Major averages rose tepidly yesterday on lower volume, finishing roughly midbar. While contrarian arguments suggest a bounce as the put-call ratio has spiked and bearish advisors outnumber bullish ones, defensive stock industry groups have shown strength while the small cap Russell 2000 continues to show weakness, a sign of a risk-off market.
Timing a bottom in an unhealthy environment is like trying to catch a falling knife, as the saying goes. We are in such an environment. Thus the timing models are quick to test the waters and quick to reverse back to cash in this period of elevated volatility.
The market remains caught in a gap-up, gap-down news driven situation. Indeed, futures are up around 2% at the time of this writing as oil prices bounce more than 5%. The media is saying the bounce in oil is due to the stance the ECB took yesterday at 8:30 am EST on the possibility of additional monetary easing when they next meet in March. Of course, the media will always try to find a reason for any big move in the market but begs the question why, after the ECB suggested additional easing, the market was unable to sustain its stronger bounce in yesterday's trade.
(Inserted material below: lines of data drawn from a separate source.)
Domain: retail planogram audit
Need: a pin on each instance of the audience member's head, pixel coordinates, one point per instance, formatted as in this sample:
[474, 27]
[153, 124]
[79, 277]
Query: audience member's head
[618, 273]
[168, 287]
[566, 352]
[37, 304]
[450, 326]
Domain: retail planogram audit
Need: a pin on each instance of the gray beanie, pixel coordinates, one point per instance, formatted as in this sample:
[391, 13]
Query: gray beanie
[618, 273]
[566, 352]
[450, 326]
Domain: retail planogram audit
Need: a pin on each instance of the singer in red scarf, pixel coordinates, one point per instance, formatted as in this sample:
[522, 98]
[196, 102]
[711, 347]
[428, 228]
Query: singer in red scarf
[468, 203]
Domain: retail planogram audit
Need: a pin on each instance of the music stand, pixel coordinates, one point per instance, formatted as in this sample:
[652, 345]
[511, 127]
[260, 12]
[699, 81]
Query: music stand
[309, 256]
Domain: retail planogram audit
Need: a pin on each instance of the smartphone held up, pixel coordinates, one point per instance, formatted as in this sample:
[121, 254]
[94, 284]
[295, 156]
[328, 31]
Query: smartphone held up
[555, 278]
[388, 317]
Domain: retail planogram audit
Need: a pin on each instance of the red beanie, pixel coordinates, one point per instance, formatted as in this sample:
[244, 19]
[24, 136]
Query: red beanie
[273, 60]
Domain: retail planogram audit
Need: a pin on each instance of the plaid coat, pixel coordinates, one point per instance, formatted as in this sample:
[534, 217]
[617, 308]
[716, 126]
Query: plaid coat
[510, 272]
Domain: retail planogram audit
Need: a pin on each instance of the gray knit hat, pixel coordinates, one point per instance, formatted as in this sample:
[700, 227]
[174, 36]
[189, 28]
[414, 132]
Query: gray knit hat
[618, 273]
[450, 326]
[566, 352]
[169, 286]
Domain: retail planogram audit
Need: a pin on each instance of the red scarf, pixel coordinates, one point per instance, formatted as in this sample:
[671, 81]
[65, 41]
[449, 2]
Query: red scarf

Perhaps institutions are as confused as ever, thus uncertainty reigns making for more rip-tides in this environment of elevated volatility.
Sometimes the sidelines are the best place to be until the smoke clears.
Over in Japan, the Nikkei got a boost after an aide to Prime Minister Shinzo Abe said Thursday that “conditions for additional easing have fallen into place." The Bank of Japan will meet on Jan. 28-29, and some expect the central bank’s asset-purchasing program could be increased.